If there’s one word I wouldn’t mind seeing banned from use for the next, hmm, fifty years, it’s this one: authenticity. Yup, that’s the one, the word I’ve come to dislike as much as its closeish relative, the phrase “Based on a true story!” What’s my beef with it? It’s either phony, self-aggrandising or both. A certain doddering old father once told his son, “To thine own self be true,” and as a motto it sounds quite nice, except – I think this notion of an “own self” to which you should be true is silly. Do something because you want to do it, because you think it’s right to do it – but talking about an authentic self that you should honour? That’s fine, as long as your “own self” is one of the good guys – but what if you consider your authentic self to be that of a xenophobic bastard who hates those bloody foreigners? Does the notion of authenticity* ennoble your arseyness? People’s identities, their characteristics, are fluid, and pretending that there’s a ‘real you’ inside you that’s a yardstick for all your actions is romanticised claptrap at best, disingenuous bullshit at worst.

If you’re still reading after this rant, you’re probably wondering: why does a geek blogger who usually writes about movies, games, books and comics post a diatribe against the word “authenticity”? Doesn’t he have first-person shooters to play and pretentious wankery to write about them afterwards? Bear with me, gentle reader – relevance (of some sort) is just around the corner. It’s basically this: the overuse of the A word extends to art critics and the culture pages of newspapers and magazines. “Authenticity” is used as a word of praise for movies, when usually writers use it as a way of making their “it’s, like, for real, man!” comments sound sophisticated. Let’s be frank: authenticity in art – including any art form that’s primarily about narrative fiction – is an effect. It’s an artifice. It’s like a Photoshop filter: turn up the authenticity to 10, eh? It’s the fashionable, and often trite and superficial, name given to works that used to be described as being in the style of realism or naturalism. It’s an author’s conscious choice on how to present their material. It’s a style, an artifice, pretending not to be one.

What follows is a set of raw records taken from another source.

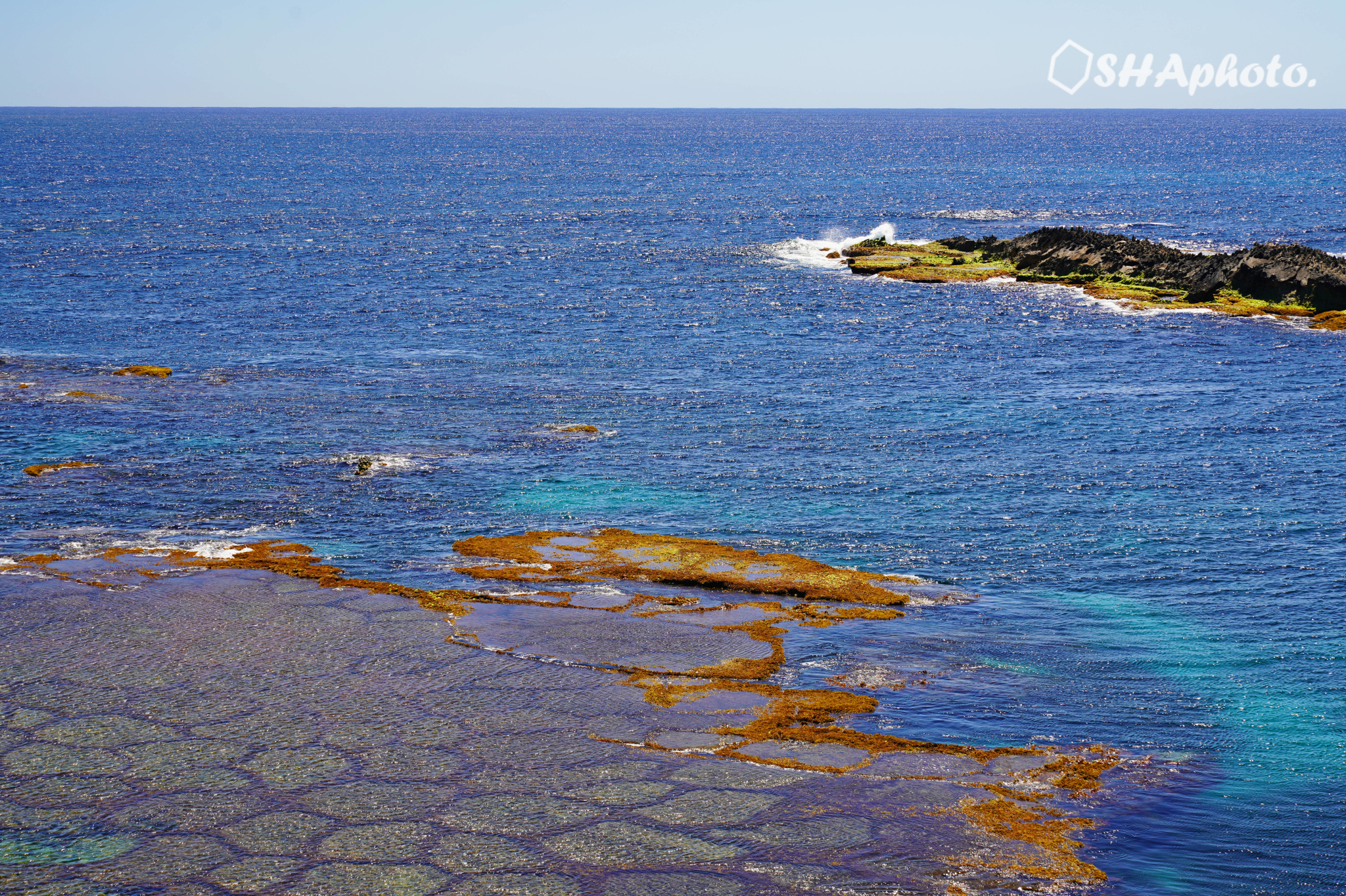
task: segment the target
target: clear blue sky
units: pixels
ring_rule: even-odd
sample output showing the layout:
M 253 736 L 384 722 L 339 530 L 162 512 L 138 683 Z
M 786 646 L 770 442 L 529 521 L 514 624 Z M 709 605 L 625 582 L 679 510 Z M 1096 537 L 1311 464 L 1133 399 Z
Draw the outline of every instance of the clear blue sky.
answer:
M 1346 0 L 0 0 L 0 106 L 1346 106 Z M 1047 82 L 1067 39 L 1141 87 Z M 1252 86 L 1183 78 L 1234 54 Z M 1280 55 L 1298 87 L 1267 86 Z M 1069 51 L 1070 83 L 1086 58 Z M 1315 86 L 1310 87 L 1308 81 Z M 1201 81 L 1201 78 L 1198 78 Z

So, what’s brought on this tirade? Probably the fact that I recently re-watched Drive, a film I greatly enjoyed the first time and downright loved the second time. How does it tie into this extended waffle on authenticity? Pretty much by eschewing the Authenticity Effect altogether. Nicholas Winding Refn uses a decidedly theatrical style – perhaps not as much as in his earlier film, Bronson, but Drive is still markedly focused on its own artifice, in its visuals, its central performance, its choice of music. The director’s hand is visible throughout. Refn is clearly not interested in the pretense of reality – yet his film, for all its artifice, resonates with me. While I’m watching it, the Driver feels real to me – not in spite of the artifice but because of Refn’s immense skill at using artifice as one of the colours on his palette.

Art, at its best, doesn’t try to replicate the look of reality in a facile way. It embraces its own stylisedness, using whatever style is most suited to achieving a certain effect – and yes, that effect can be realism or naturalism… but neither of those automatically makes a film more authentic, unless our understanding of authenticity is hopelessly naive. “Based on a true story” doesn’t make that story more real, documentary visuals don’t render the subject more authentic. After all, what we’re looking at here is art, and the moment art denies its own artifice, it becomes schizophrenic or shallow. If art wants to be true to its own self, then it is most authentic when it accepts its own dependence on skilled, intelligent, passionate artifice.

*I seem to dislike the word so much I keep spelling it as “authenticify”… To mine own self spell true, eh?

P.S.: Having grown up in the ’80s, the aesthetics of Drive may very well feel more ‘real’ to me, because that’s what my childhood, filtered through TV, looked and sounded like.